Сёма покровительственно взял девочку за руку и повел на базар. День был в самом разгаре, и базар шумел со страшной силой. Казалось, он переливался широкими волнами сразу во все стороны. Народ гомонил, кричал, хохотал, причитал и рыдал одновременно.
— А вот пиджак новый, почти не ношеный, мужской пиджак!
— Кому калоши-вездеходы?!
— Яблоки, самые вкусные сочные и сладкие в мире я-яблоки!
— А вот шапка-невидимка! Коль ее наденешь тут, во всем свете не найдут!
Здесь можно было продать и купить решительно все. Одни продавцы громко кричали и бранились с покупателями, выторговывая лишнюю копейку. Другие стояли с угрюмым выражением лица, молча выставив перед собой носильные вещи, предметы обихода, часы, столярные и слесарные инструменты. Напротив, за прилавками, переминались с ноги на ногу бойкие тетки в грязных, когда-то белых, фартуках, торгующие овощами и фруктами.

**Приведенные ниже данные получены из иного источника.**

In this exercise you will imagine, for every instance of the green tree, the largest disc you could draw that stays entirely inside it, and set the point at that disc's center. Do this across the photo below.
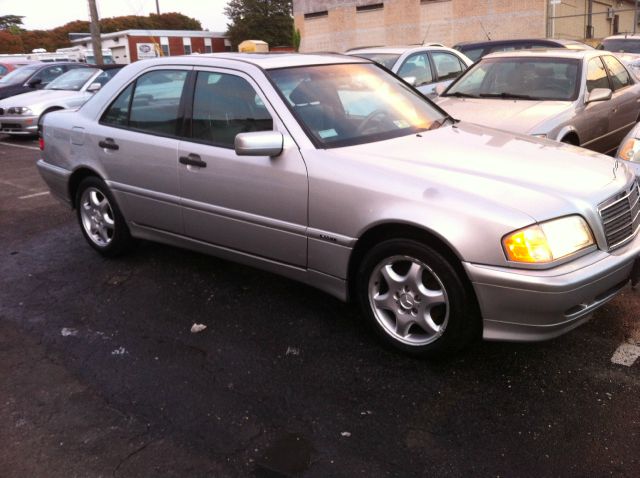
(267, 20)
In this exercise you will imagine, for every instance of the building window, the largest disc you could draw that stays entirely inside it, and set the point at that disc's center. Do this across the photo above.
(309, 16)
(370, 7)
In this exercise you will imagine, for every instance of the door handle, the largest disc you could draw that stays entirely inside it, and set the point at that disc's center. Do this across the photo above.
(192, 160)
(108, 143)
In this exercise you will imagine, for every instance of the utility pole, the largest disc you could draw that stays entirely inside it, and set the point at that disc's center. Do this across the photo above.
(96, 42)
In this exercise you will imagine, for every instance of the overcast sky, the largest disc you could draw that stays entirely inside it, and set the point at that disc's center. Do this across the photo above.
(47, 14)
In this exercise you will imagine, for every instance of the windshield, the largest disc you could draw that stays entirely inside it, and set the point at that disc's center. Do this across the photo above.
(20, 75)
(622, 44)
(385, 59)
(72, 80)
(347, 104)
(520, 78)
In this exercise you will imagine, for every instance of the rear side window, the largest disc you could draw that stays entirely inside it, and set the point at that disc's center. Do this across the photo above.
(417, 66)
(447, 65)
(596, 75)
(619, 75)
(225, 105)
(151, 104)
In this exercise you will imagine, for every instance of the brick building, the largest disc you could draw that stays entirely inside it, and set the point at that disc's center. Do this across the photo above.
(337, 25)
(131, 45)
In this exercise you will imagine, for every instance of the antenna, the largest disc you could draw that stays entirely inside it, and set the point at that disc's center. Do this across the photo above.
(425, 34)
(485, 31)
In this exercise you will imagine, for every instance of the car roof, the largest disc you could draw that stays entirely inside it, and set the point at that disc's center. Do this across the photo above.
(548, 53)
(396, 50)
(265, 61)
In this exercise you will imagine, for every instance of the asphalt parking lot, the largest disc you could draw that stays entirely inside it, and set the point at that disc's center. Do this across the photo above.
(101, 376)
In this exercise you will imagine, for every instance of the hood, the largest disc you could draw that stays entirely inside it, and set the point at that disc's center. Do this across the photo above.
(519, 116)
(540, 178)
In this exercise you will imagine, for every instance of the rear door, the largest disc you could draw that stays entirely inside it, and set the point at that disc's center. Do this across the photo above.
(137, 144)
(252, 204)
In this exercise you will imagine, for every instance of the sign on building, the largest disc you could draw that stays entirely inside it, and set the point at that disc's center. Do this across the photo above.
(146, 50)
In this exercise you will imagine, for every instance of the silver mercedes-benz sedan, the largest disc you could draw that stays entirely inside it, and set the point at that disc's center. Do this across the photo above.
(583, 97)
(331, 171)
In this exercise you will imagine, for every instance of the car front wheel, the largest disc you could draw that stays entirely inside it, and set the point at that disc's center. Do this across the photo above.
(414, 299)
(101, 221)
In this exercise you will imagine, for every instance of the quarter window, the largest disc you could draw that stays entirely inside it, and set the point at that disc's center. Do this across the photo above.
(619, 75)
(447, 65)
(596, 75)
(417, 66)
(225, 105)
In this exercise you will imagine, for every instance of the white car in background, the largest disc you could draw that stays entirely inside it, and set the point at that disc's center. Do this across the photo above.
(21, 114)
(426, 67)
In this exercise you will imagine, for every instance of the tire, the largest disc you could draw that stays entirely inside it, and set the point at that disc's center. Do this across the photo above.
(100, 219)
(414, 300)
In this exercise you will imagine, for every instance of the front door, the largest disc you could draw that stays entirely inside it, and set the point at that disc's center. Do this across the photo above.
(252, 204)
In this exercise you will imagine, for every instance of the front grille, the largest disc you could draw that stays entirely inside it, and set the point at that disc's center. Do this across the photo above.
(621, 216)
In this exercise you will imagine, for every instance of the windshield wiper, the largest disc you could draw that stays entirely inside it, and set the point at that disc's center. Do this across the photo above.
(460, 94)
(506, 95)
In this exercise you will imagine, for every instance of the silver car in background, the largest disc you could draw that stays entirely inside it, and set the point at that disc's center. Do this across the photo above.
(587, 98)
(330, 171)
(426, 67)
(21, 114)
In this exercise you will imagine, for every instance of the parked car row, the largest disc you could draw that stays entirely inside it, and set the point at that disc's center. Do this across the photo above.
(32, 91)
(335, 172)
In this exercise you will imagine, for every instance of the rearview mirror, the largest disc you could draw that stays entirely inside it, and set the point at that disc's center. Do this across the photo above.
(34, 83)
(410, 79)
(93, 87)
(259, 143)
(599, 94)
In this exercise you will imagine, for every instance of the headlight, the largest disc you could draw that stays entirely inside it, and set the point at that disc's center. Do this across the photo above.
(548, 241)
(630, 150)
(18, 110)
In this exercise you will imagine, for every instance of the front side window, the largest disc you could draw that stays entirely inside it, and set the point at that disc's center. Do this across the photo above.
(520, 78)
(447, 65)
(225, 105)
(347, 104)
(619, 75)
(72, 80)
(151, 104)
(418, 68)
(596, 75)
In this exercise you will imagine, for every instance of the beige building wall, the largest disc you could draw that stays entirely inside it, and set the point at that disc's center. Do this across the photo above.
(402, 22)
(569, 19)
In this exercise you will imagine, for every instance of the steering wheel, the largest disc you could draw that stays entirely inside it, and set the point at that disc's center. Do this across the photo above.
(374, 116)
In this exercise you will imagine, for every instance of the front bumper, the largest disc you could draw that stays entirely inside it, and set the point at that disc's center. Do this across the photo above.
(21, 125)
(531, 305)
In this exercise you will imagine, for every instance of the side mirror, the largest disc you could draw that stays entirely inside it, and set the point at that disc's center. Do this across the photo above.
(410, 79)
(93, 87)
(259, 143)
(440, 89)
(599, 94)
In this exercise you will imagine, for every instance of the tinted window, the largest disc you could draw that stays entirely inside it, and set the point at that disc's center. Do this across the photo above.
(596, 75)
(225, 105)
(49, 74)
(118, 112)
(619, 75)
(417, 66)
(156, 101)
(447, 65)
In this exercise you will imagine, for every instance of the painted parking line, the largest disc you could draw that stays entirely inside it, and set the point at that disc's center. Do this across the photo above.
(33, 148)
(29, 196)
(626, 354)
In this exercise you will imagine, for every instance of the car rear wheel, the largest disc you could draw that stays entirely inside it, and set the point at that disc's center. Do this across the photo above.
(101, 221)
(414, 299)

— Ах, ты, негодник, две груши спер, сто-ой! — вдруг запоздало заорала раскрасневшаяся от жары зазевавшаяся дородная торговка, потрясая кулаком вслед убегающему замурзанному постреленку, не замечая при этом, как другой, такой же, втихаря стащил с прилавка еще несколько сочных, будто налитых солнцем, ярко-желтых плодов, сунул за пазуху и нырнул в другую сторону.
— Ничего, не переживай, мамаша, у тебя их много еще, чай, не обеднеешь, — прогудел низким басом, под смех толпы, мужик по-соседству, глубоко затягиваясь самокруткой.
Он купил у соседнего прилавка стопку самогона и, одним махом опрокинув его в себя, с удовольствием крякнул, закусывая полученным вдобавок соленым огурцом. Рядом торговал поштучно папиросами и спичками хмурый инвалид без ноги.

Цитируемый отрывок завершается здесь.